Today on the Salesforce Admins Podcast, we have Greg Grothaus, father of former guest Jesse Grothaus and retired police officer, who discovered Salesforce through his son’s amazing story and uses the platform as a way to keep his brain engaged.

Join us as we talk about how his curiosity has opened doors for him, what being a good police officer has to do with being a good admin, and how he’s been able to make incredible progress by taking it bit by bit.

You should subscribe for the full episode, but here are a few takeaways from our conversation with Greg Grothaus.

How a conversation turned into a career.

We’re making history on the Salesforce Admins Podcast this week—this is the first time we’ve interviewed the father of a former guest. If you haven’t listened to Jesse Grothaus’ amazing story, take a listen because it’s one of the best episodes we’ve done. After Jesse suffered severe brain damage in a car accident, he needed to learn new skills to help with his recovery. He used Salesforce and Trailhead to help with that, and now is the founder and CEO of Cloud Pathfinder Consulting.

Greg is a retired police officer. “A lot of things in my life don’t happen because I plan them out, they are things that I stumble into,” he says, “and one day I met a man that was visiting at a church I was attending and I love to meet people and find out their story.” He was a police officer, and as they kept talking Greg eventually asked if he could ride along with him to find out what his job was like. “I got hooked,” he says, “it was a chance to get out and talk to people—which I love doing–and before you know it I was enrolled in a reserve academy and became a reserve police officer.” That transitioned into a fulltime role that eventually became a career spanning over two decades.

“I’m a very nosy person, and I’m very outgoing and outspoken, so you put those things together and that’s a successful cop,” Greg says, “to be able to walk up to anybody that you would encounter anywhere and establish a relationship with them.” It turns out that those skills also translate to what a Salesforce admin needs to be successful.

How Greg discovered Salesforce.

“Late in 2017, I started noticing that my son Jesse was literally obsessed with learning something called Salesforce,” Greg says, “I had never seen him dive into something so deeply and it caught my curiousity.” Over the course of several months, he started asking Jesse to show him a few things and realized he could create a simple app to help him organize his consulting work. “It was a little intimidating at first because it’s so huge, and I really had to take on the attitude of every night I ask myself, ‘Do I know a just a little bit more about Salesforce than I did the day before?’”

In September 2018, Greg passed his admin certification.
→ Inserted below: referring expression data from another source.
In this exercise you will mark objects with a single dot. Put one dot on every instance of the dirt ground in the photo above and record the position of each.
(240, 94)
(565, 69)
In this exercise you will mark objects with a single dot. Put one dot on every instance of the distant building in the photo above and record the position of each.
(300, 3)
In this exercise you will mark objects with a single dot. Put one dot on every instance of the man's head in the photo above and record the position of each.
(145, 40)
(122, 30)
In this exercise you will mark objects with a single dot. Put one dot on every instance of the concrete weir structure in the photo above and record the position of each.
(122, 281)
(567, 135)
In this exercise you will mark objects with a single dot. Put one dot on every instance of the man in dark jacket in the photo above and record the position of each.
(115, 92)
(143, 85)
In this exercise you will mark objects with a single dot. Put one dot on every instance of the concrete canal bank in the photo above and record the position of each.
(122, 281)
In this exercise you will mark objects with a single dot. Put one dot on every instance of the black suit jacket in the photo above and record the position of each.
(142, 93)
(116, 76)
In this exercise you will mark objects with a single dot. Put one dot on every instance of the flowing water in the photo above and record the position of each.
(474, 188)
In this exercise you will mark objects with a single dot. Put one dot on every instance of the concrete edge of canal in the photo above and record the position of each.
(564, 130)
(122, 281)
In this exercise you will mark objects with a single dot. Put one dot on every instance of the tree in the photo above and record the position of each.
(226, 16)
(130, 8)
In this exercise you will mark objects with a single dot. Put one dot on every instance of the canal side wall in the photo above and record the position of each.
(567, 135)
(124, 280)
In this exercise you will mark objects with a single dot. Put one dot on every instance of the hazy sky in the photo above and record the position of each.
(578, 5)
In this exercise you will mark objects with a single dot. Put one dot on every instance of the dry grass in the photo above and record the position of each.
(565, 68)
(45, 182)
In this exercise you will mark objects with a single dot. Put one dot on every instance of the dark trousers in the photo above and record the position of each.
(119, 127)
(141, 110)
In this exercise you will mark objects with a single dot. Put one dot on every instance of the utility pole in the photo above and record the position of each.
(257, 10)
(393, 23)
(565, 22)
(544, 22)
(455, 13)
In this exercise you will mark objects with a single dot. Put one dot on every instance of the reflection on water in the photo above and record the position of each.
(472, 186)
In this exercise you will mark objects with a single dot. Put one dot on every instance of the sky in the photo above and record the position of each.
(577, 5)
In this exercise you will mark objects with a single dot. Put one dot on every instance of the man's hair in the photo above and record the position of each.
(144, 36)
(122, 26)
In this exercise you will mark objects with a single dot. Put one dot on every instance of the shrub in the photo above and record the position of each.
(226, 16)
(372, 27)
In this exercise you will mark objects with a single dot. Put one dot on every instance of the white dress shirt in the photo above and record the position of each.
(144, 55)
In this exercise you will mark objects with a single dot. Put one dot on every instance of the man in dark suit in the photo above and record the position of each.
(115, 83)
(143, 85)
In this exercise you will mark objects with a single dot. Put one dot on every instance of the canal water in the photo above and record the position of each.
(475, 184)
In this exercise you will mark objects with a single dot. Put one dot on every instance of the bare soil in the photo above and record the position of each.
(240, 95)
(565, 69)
He had to take the test three times before he was able to pass it, but, he says, “as long as you see that score coming up each time you can say you’re headed in the right direction.” He’s now set his sights on the Platform App Builder next, and although he hasn’t passed it yet he was only two questions away in his last attempt.

Getting into the Flow.

When Greg came across Flows in the 2019 release notes, he got inspired to try them out. “They kept saying this is making flow building easy, this is flows for the common man, and I read that and thought I could do it,” he says. Four weeks ago he didn’t even know what a flow was, but the night before our interview he deployed one into a production environment for a client that gives sales reps an interactive screen when they’re closing out opportunities. “The whole user interface of the new flow building tool is so visually inviting,” he says, “you can have that up on your screen in a Starbucks and someone can walk by and be impressed even if you don’t know what you’re doing.”

“The biggest thing I’ve learned is that I’m 59 years old and I’m learning it and doing, which means everybody else can,” Greg says, “I’m not special, I’m no smarter than anybody else, I’m learning this stuff, so if anybody is out there listening and wondering if they could do it, the answer is yes. All you have to do to start is get into Trailhead, make a user ID, and dig in and it’s free so why would you not try?”

Work with nonprofits to sharpen your skills.

To put his Salesforce skills into action, Greg works with two nonprofits. The first is the Starfish Organization, which grants scholarships to students in Quito, Ecuador. They were working on an older instance of Salesforce, and he’s just been able to migrate them to Lightning. “They were very very afraid of going to Lightning, and I didn’t tell them that I was too,” he says, “I don’t know if they know that that was my first time doing a Lightning conversion but it worked out fine.”

Greg also works with the Humankind Alliance in San Rafael, California. They work to improve trust between members of the community and law enforcement. “What I find interesting and fun and exciting working with a nonprofit in a very small environment like that is you can make things happen very quickly,” he says.

“I tell my wife, ‘this is my version of Sudoku,’” Greg says, and he finds it so rewarding to sit down and talk with someone about what makes it hard for them to do their job and then come back later with a fix.